You really have to wonder then what motivates the Labor government. Their ideological opposition to lower taxes and family friendly policies is just astonishing in my view. We have a government that wants to restrict families from lowering their tax burden. What happened to the phrase ‘working families’? Now that the election has passed it seems that the government wants to distance itself from working families and from the mantra of economic conservatism. Raising taxes on Australian families is not economic conservatism and nor is it helpful for families who arrange their affairs through a family trust. It is mean spirited and ill conceived and simply distorts the tax system.

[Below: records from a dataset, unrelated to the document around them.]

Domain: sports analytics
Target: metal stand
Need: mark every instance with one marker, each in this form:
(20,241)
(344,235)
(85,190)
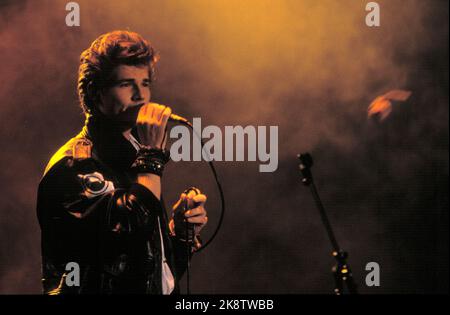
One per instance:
(341,271)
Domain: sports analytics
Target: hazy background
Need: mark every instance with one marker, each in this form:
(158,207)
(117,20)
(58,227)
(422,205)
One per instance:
(309,67)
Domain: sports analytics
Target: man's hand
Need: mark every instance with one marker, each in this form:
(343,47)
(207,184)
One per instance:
(196,213)
(151,125)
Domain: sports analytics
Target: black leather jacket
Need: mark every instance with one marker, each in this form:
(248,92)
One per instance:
(92,213)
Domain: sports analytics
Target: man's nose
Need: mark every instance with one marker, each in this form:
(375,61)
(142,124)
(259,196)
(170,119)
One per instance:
(137,94)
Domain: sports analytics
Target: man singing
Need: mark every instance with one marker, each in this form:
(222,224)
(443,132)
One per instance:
(99,202)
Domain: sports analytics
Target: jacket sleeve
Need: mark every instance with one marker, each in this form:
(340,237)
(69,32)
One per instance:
(75,199)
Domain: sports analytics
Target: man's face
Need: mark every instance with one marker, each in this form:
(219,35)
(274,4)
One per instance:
(129,90)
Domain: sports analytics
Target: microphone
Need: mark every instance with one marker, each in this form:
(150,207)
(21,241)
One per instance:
(178,119)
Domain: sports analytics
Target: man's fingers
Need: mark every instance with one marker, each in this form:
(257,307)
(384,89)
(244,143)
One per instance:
(198,220)
(201,198)
(199,211)
(165,115)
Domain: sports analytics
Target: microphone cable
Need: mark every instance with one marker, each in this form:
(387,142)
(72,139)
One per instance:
(222,207)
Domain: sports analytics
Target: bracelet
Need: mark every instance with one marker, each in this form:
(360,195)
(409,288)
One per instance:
(151,161)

We now know from the Senate inquiry that the expected savings from the change to lineal descendants will be around $1 million a year. You have to ask yourself if a saving of $1 million is, or could be, worth all the extra compliance, red tape costs and confusion that are associated with yet another change in this measure. The government talks constantly of motherhood statements like ‘the need to cut red tape’. But obviously they do not really believe in it because if they did they would not be putting this measure forward in this form. The compliance burden, as heard by the Senate inquiry, will, of course, only see money flow into the pockets of advisers and professionals such as accountants and lawyers. You have to ask: what is the point then of this legislation if it will be almost revenue neutral but will punish some families for no broader public benefit? The old saying about Labor’s commitment to cutting red tape, I think, has to be seen in the light of not listening to what they say but looking at what they do, which is a very different story.

The evidence provided by Treasury to the Senate Standing Committee on Economics indicates that the compliance costs will likely outweigh the relatively paltry revenue savings. The Senate inquiry received seven submissions from leading industry groups and experienced practitioners—not from those ideologically bent on dismantling and punishing certain families—and each expressed their condemnation for these changes. Yet, unfortunately, but I think rather predictably, the government members on the committee used the report to support the bill. Despite all submissions opposing the change, the Labor senators’ ideological objection to family trusts was front and centre in their approach to the report. I do find it quite disappointing that the government members of the Senate economics committee have chosen to simply ignore all the evidence presented to the inquiry, to support their original position and to waste taxpayers’ money in the process.

There is the clear hypocrisy here of the government claiming that this schedule is being proposed as a revenue-saving measure—there is no tax loophole here—and then spending taxpayers’ funds on a Senate inquiry only to ignore all the evidence presented and just rubber-stamp government policy. I do not think it does those senators credit, either as an intellectual or as a practical exercise. If the government members are so concerned with taxpayers’ money being wasted, one has to ask why they deliberately ignore all the evidence presented to the Senate inquiry and continue to push ahead with this proposal even though it should be condemned as a useless piece of sophistry and an unacceptable burden of increased red tape.

As I have said, we do support schedules 1 and 3 of this bill and we do support an ongoing program of sensible tax reform that clarifies the law and reduces the compliance burden. We will, however, be moving an amendment to excise schedule 2 from the bill so that the rest of the non-controversial elements can be passed quickly. I do hope that the crossbench senators will agree that families are more diverse than just children and grandchildren. Families come in many shapes, forms and configurations and I certainly hope that the crossbench senators will support what I submit to the Senate as a very sensible and defensible coalition amendment.